小学5年の妊婦を演じた甘利はるなに釜山国際映画祭で韓国の観客が日本語で「かわいい!」
3日、映画『コドモのコドモ』が韓国で行われた第13回釜山国際映画祭で上映され、監督の萩生田宏治監督と主演の甘利はるなが舞台あいさつを行った。
映画祭での観客のリアクションは好感触で、上映終了とともに登場した萩生田監督と甘利は大きな拍手で迎え入れられた。小学5年生で妊娠し出産にするという難役をこなした甘利が韓国語で自己紹介すると、観客席から日本語で「かわいい!」との声が飛び交い、舞台あいさつは終始和やかな雰囲気の中で行われた。
「出産シーンは初めてだったのでとても難しかった」と本作の役作りについて素直に語る甘利の姿に会場は爆笑。「いきみ方がわからず、勉強をしました」とポツリポツリ語る甘利に会場からは笑いとともに、またまた拍手が沸き起こった。劇中では11歳の母親を演じた甘利だが、実際の甘利はフツーの大人しい少女だ。さらに本作が映画デビューとなったわけで、マスコミ対応やインタビューなど慣れるにはまだまだ時間が必要だ。司会者からの質問に上手く答えられず、言葉に詰まってしまう場面も見受けられたが、そこは萩生田監督がうまくフォロー。「はるなはこの作品が初めての出演作。オーディションも初めてだった」と明かすと会場からはどよめきが起こり、甘利の女優としての存在感が韓国の観客たちにも認められた形となった。

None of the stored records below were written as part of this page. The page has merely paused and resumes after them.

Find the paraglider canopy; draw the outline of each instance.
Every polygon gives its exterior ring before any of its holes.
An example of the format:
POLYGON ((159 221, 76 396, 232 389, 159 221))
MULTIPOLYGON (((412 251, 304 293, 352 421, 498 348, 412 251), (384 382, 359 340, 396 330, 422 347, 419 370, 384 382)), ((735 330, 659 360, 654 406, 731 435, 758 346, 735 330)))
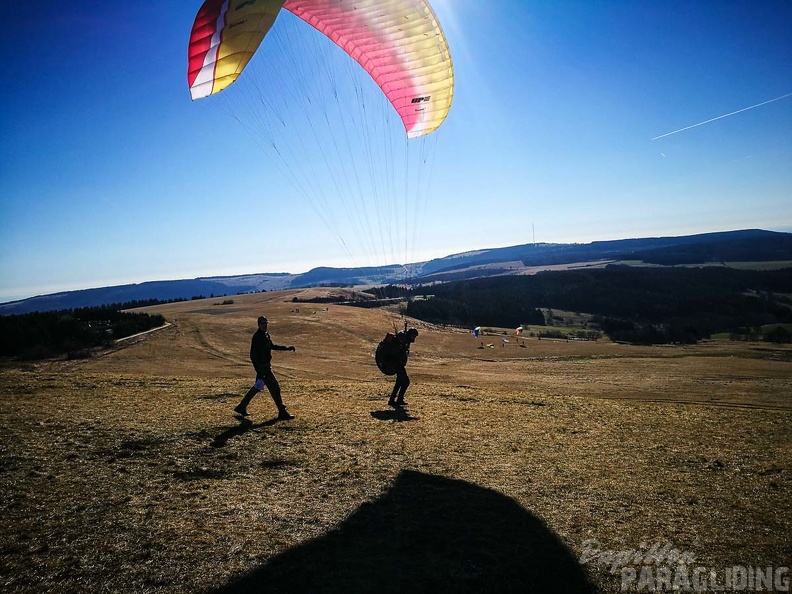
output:
POLYGON ((445 120, 454 71, 445 36, 426 0, 206 0, 190 35, 187 82, 193 99, 240 76, 281 10, 314 27, 371 75, 409 138, 445 120))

それでも甘利はマイペースに「決まったときはビックリして、うれしい気持ちと不安な気持ちでいっぱいだった」と素朴に語り、観客たちは劇中の甘利と実際の甘利のギャップに驚きを隠せない様子だった。子どもの妊娠というテーマだけに、本作はセンセーショナルな部分のみが取り上げられ、バッシングを受けているのも事実だ。それに、子どもの妊娠に少女の両親が気付かないのはおかしいとの声もある。しかし萩生田監督は「確かに現実ではありえないこと。しかし仲が悪いわけではなく、逆に信頼し合って愛情があるからこそ気付かないという風に描いた」と現代では、希薄になりつつある家族や親との強いきずなも根底にあるテーマだと語った。
『コドモのコドモ』は、さそうあきらの原作漫画による異色のドラマ。予期せぬ妊娠をしてしまった小学5年生の少女(甘利)を、そのクラスメートたちが団結して守り、出産を乗り越えようとする姿を描く。